Anti-Müllerian hormone (AMH) is the most clinically useful single-marker proxy for ovarian reserve, reflecting the total pool of small antral follicles currently recruited in the ovaries. A low AMH does not mean pregnancy is impossible through ICI, but it does signal that the reproductive window is narrowing and that aggressive treatment timelines may be warranted. Interpreting AMH in the context of a complete fertility evaluation — including antral follicle count, FSH, age, and clinical history — is essential before drawing conclusions about ICI appropriateness.
AMH Reference Ranges and What “Low” Means
AMH is measured in ng/mL or pmol/L depending on the laboratory assay. In women of reproductive age (18–35), median AMH values range from 1.5–3.5 ng/mL, with values above 1.0 ng/mL generally considered in the normal-low to normal range. Values of 0.5–1.0 ng/mL are classified as low, 0.3–0.5 ng/mL as very low, and below 0.3 ng/mL as critically low (consistent with premature ovarian insufficiency or imminent menopause). The POSEIDON classification system for poor ovarian responders categorizes women into four groups based on AMH, AFC, and age, providing standardized clinical terminology that facilitates protocol selection. For ICI purposes, AMH below 0.5 ng/mL combined with advanced age (over 36) warrants urgent reproductive evaluation and consideration of expedited treatment.
AMH is notable for its relative stability across the menstrual cycle — unlike FSH and estradiol, which fluctuate significantly between cycle phases, AMH can be measured on any cycle day. However, AMH values can be transiently suppressed by hormonal contraceptive use (oral contraceptives lower AMH by 20–40% in some studies), and values typically recover to pre-treatment levels within 2–3 months of discontinuation. Women recently off hormonal contraception should ideally wait at least two months before using AMH to assess ovarian reserve for ICI planning purposes.

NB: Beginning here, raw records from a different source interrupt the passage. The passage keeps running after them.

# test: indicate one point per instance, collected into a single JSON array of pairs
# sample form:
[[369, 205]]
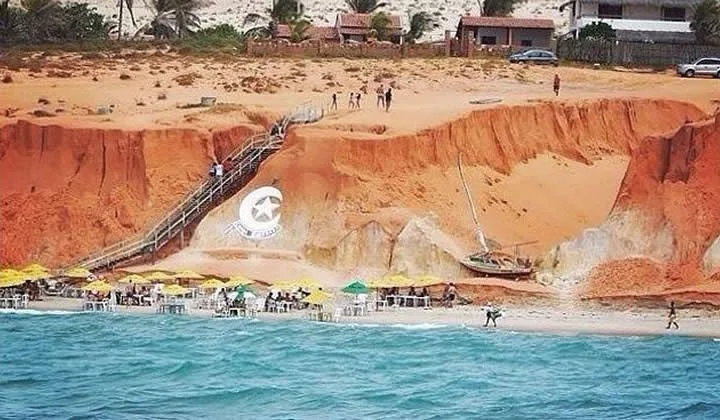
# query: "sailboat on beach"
[[493, 263]]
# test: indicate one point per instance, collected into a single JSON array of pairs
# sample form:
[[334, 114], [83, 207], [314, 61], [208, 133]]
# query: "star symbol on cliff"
[[265, 208]]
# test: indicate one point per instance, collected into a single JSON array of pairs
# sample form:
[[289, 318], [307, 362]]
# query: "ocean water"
[[111, 366]]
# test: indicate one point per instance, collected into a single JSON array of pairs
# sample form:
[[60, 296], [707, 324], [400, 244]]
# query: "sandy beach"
[[559, 320]]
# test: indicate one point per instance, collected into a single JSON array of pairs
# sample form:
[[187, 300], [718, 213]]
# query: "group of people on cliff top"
[[384, 99]]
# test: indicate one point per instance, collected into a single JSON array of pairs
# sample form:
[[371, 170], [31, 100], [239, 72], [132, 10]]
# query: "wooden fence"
[[333, 50], [633, 53]]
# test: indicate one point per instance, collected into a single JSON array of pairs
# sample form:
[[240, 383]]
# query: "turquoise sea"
[[111, 366]]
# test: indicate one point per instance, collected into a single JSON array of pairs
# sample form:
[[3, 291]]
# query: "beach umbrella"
[[398, 280], [356, 288], [34, 275], [98, 286], [78, 273], [173, 290], [189, 275], [11, 281], [236, 281], [283, 285], [243, 288], [159, 276], [380, 283], [426, 280], [212, 284], [134, 279], [304, 283], [36, 268], [8, 272], [317, 297]]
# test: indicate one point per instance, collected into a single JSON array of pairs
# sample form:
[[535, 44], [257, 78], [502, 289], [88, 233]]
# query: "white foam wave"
[[36, 312]]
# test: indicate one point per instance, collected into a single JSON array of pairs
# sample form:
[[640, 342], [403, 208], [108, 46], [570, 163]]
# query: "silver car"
[[703, 66], [534, 56]]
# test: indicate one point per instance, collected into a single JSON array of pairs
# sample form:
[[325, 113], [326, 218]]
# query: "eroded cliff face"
[[665, 222], [396, 204], [66, 192]]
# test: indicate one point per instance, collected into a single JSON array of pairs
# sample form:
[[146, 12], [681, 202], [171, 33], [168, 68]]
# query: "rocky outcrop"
[[66, 192], [667, 214], [350, 203]]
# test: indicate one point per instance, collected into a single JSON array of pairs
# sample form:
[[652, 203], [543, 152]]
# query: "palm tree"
[[171, 19], [41, 18], [365, 6], [419, 23], [185, 18], [283, 12], [122, 4]]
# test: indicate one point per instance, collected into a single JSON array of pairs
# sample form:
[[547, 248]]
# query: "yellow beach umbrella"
[[426, 280], [212, 284], [236, 281], [380, 283], [190, 275], [36, 275], [159, 276], [398, 281], [7, 272], [11, 281], [173, 290], [134, 279], [283, 285], [305, 283], [35, 267], [98, 286], [78, 273], [317, 297]]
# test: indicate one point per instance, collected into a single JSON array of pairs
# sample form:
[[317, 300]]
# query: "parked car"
[[704, 66], [535, 56]]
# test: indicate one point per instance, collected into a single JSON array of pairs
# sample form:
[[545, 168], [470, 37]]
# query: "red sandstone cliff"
[[396, 203], [672, 186], [66, 192]]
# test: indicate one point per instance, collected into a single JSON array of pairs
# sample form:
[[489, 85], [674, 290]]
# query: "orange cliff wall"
[[335, 183], [66, 192], [673, 184]]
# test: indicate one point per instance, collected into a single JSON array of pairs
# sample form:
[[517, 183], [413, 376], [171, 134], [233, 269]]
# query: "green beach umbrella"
[[356, 288], [243, 288]]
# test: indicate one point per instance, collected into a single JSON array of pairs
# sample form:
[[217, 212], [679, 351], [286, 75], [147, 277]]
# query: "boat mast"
[[478, 231]]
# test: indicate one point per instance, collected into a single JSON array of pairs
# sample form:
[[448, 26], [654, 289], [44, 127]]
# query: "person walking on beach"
[[491, 314], [380, 91], [672, 317]]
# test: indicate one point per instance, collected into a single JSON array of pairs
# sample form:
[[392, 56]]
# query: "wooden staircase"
[[212, 192]]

How Low AMH Affects ICI Clinical Outcomes
A 2017 prospective cohort study in Fertility and Sterility by Broer et al. evaluated 750 IUI cycles and found that AMH below 0.5 ng/mL was associated with a 60% reduction in clinical pregnancy rate per cycle compared to women with AMH above 1.5 ng/mL (4.8% vs. 12.1%). Although this data is from IUI cycles, the principle applies to ICI: low ovarian reserve means fewer recruitment-capable follicles, lower probability of timely dominant follicle development, and higher rates of cycle cancellation. In ovulation induction cycles, women with low AMH often produce a suboptimal follicular response to oral agents, requiring higher gonadotropin doses and intensive monitoring.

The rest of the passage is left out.